Ruling out the possibility of financing the construction of the $12 billion Diamer-Basha dam alone, the Asian Development Bank (ADB) said that a consortium of donors would be needed to arrange financing for this project.

“Don’t blame the ADB for walking away from this project as the Pakistani authorities knew our position very well. Alone, we cannot finance this huge project and contribution of other donors is required to make this project a reality,” the ADB’s country director Werner L Liepach said when journalists raised questions about ADB’s willingness to finance this project

He said that some officials of the government seemed desperate to go ahead on this project as early as possible but it could not be done as the ADB did not want to halve the project halfway.

He also made it clear that the ADB had never asked for funding of the Dasu dam. The ADB, he said, did not seek a No Objection Certificate (NOC) from India for the construction of Basha dam.

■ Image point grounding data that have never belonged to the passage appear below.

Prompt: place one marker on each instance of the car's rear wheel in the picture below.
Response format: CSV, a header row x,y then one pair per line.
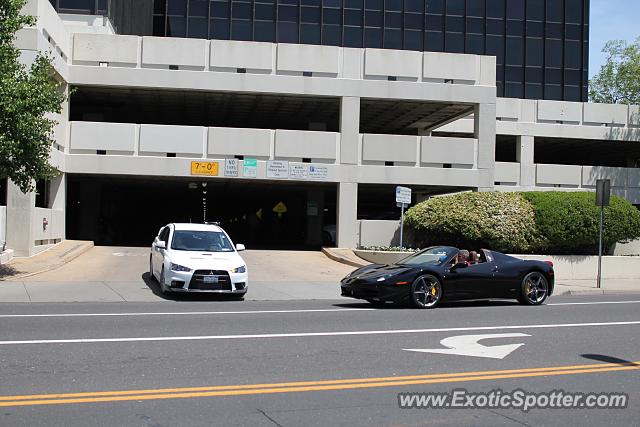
x,y
534,289
426,291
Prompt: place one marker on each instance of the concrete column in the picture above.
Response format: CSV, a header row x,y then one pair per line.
x,y
58,199
485,132
347,227
349,129
20,213
524,155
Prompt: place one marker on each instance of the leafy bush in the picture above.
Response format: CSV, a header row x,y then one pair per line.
x,y
501,221
570,222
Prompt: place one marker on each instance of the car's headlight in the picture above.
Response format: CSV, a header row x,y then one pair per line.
x,y
241,269
178,267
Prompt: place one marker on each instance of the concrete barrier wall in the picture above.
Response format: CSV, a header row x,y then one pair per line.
x,y
583,267
3,224
379,233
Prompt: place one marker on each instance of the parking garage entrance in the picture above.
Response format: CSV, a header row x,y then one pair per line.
x,y
129,211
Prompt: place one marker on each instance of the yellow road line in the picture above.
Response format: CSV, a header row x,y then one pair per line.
x,y
255,389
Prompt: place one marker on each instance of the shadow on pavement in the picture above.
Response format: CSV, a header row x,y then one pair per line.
x,y
153,284
609,359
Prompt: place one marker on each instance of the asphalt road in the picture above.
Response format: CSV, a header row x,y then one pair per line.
x,y
312,363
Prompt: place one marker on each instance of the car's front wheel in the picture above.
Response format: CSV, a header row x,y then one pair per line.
x,y
426,291
534,289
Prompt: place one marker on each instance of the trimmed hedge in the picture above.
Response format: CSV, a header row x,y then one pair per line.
x,y
533,222
570,222
501,221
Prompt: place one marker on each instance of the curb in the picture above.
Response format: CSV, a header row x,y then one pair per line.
x,y
339,258
68,256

Explaining the issue of NOC, he said the two projects with ADB funding were approved for Azad Jammu and Kashmir (AJK), and being a disputed territory, the ADB’s board required that there should be no objection raised by anyone.

“India abstained when the ADB’s board approved two projects for AJK,” he added. “These are normal laid down procedures which are followed at time of approval of all projects funded by the ADB,” he maintained.

Sources said it was the World Bank that sought the NOC from India for paving the way for funding this project. The ADB’s country head was of the view that there was delicate difference between seeking the NOC, which practically means endorsement of other country publicly, and seeking nod at time of approving any project at level of board.

The public approval proves difficult for political regime in any part of the world. He also said that there was a need to work on the financing plan for Basha dam. “We cannot do it alone as we don’t have limit to finance such a huge project without involving other donors,” he added.

The ADB funding for Pakistan, he said, was standing in the range of $1 to $1.5 billion on per annum basis so the government would have to take a decision to shift all resources towards Basha but if done so, even then the bank could not finance the whole project.

He said the global financial crisis had also impacted the ADB and resource constraints were very much there.

The ADB is providing $700 million to $1 billion for power sector and other projects are also in the pipeline so it makes it crystal clear that the Manila-based institution is unable to finance it alone.

The government will have to involve other donors as well as the private sector to finance this project, he said, adding that there were some “big challenges” and cookie cut approach would not work here.

“We are not shying away from this project but we want that there should be clear cut institutional mechanism and financing plan so that this project can be completed without cost escalation,” he added.

However, according to sources inside the ADB, the Pakistani officials had discussed the possibility of Chinese funding for Basha dam. The ADB stated that it did not have any objection provided imported machinery ensured quality. If Pakistan can arrange financing from the US, Japan, China or any other country of the world, the ADB would be willing to contribute its share for this crucial project of the country.